Peki ya Erdoğan? Avukatı “Kılıçdaroğlu’nun gösterdiği kağıtların tamamı sahte” iddiasında bulunmuştu. Kendisi de “Müptezel, müfteri, FETÖperest, utanmaz, arlanmaz, manda derisinden yüzü var” gibi kavgada söylenmeyecek hakaretleri peşi peşine sıralamıştı. Şimdi ne söyleyecek? Kılıçdaroğlu’na, “İstifa et’ çağrısı yapıyordu. “İspat et, görevi bırakacağım” diyordu. Şimdi istifa etmesi gereken kim?
***
Asıl utanmazlık, arlanmazlık, yüzsüzlük bundan sonra yaşanıyor tabii… Savcılık, ‘gerçek’ dediği bu belgelerin gereğini yapmak yerine ‘takipsizlik’ kararı verdi. Erdoğan ve rejiminin gazeteleri ise bu kararı ‘zafer’ gibi sundu. İlk gün “Hesap yalan, belge sahte” manşetini atan Türkiye, bu kararın ardından “Kağıt parçaları elinde kaldı. Kılıçdaroğlu’nun salladığı belgeler kağıt parçası çıktı.” dedi. Sanki savcılık, “Bu belgeler sahte değil, gerçek” tespiti yapmamış gibi… Dedik ya, ‘bu ülkede her şey olunur, bir tek rezil olunmaz’…

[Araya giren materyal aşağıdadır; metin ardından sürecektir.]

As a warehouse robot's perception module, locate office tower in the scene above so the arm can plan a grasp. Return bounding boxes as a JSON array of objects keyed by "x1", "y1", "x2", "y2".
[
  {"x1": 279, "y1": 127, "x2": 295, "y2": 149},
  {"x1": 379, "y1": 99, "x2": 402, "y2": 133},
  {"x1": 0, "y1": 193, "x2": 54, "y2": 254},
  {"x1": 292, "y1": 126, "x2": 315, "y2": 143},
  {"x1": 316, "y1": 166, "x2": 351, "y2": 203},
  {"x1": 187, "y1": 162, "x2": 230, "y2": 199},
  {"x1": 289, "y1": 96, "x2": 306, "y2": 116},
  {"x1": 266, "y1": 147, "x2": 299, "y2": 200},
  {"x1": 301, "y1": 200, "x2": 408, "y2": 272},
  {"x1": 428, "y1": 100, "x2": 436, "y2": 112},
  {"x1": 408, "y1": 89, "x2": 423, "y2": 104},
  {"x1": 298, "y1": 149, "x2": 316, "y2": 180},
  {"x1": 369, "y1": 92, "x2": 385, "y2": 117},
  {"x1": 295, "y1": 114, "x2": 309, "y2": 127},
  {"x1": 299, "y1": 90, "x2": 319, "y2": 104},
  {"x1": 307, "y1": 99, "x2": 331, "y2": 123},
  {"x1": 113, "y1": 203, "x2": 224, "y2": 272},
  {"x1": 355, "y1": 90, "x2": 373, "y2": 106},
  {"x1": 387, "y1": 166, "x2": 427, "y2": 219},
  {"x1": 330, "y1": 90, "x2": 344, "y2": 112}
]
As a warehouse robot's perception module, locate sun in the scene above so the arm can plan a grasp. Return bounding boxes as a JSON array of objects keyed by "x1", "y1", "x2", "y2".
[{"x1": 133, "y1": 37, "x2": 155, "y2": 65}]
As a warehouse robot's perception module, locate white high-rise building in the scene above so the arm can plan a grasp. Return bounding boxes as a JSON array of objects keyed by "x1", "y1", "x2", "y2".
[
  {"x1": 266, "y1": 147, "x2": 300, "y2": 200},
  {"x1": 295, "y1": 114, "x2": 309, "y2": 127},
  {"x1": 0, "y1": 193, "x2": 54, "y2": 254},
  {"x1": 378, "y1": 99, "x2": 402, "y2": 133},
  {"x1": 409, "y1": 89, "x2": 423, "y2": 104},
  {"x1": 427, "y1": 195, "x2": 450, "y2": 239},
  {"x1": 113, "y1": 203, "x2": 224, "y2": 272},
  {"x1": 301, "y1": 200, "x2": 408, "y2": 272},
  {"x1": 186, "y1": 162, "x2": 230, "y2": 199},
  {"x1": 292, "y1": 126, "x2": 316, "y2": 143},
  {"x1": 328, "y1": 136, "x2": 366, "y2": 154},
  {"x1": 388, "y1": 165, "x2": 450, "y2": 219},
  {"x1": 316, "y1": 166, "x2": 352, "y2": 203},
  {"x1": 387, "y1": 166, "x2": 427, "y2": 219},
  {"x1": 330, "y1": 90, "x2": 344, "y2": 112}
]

Peki savcılık neden takipsizlik kararı verdi? Asıl tartışılması gereken nokta burası. Man Adası gibi bir vergi cennetinde 1 sterline bir şirket kuruluyor. Şirketin kurucusu, Erdoğan’ın bir zamanlar 10 milyon Euro’sunu beğenmeyip “Nasıl olsa kucağımıza oturacaklar” dediği işadamı Sıtkı Ayan. Ve Erdoğan’ın oğlu, kardeşi, eniştesi, dünürü, özel kalemi bu şirket üzerinden bir para transferi gerçekleştiriyor. Savcılık sadece, “Paralar Man’a gitmedi. Tam tersine, oradan Türkiye’ye geldi” diyor. Peki neden soruşturmuyor; bu para ne parası? Ne amaçla geliyor? Vergisi ödenmiş mi? Hangi ticarete dayalı olarak transfer edilen bir para bu? Bir şirket satışından söz ediliyor. Hangi şirket satıldı? Kimin şirketiydi bu? Neden Man Adası’ndaki Bellaway isimli 1 sterlinlik şirkete satıldı? Neden Erdoğan’ın kucağına oturttuğu işadamına bir şirket satışı gerçekleştirildi? Bütün bunları araştırmadan savcılık nasıl olup da ‘kara para yoktur’ hükmü verebiliyor?
***
Türkiye’de bağımsız bir yargı olmadığını, hukukun ‘siyasetin köpeği’ olduğunu biliyorduk. Bu karar bunu bir kere daha tescilledi.
Türkiye’de bağımsız bir medya olmadığını da biliyorduk, o da tescillendi. Ülkede gerçek bir medya olsa günlerce bu soruların peşine düşer ve hükümeti hesap vermeye zorlardı.
Şimdi CHP’nin ne derece iyi bir muhalefet partisi olduğunu bir kere daha izleyeceğiz. Kendi sözleri üzerinden Erdoğan’ı Cumhurbaşkanlığı’ndan istifa ettirebilecekler mi ettiremeyecekler mi, göreceğiz.
“Ama bunun için bazı asgari gereklilikler var” diyeceksiniz, onu da reddetmiyorum. Ne gibi? Utanmak gibi… Arlanmak gibi… Yüzünün olması gibi… Biz o yüzlerin manda derisi olduğunu biliyoruz da bakalım bu bir kere daha teyit edilecek mi, göreceğiz.
NOT: Tabi ki edilecek. Sorduğuma bakmayın.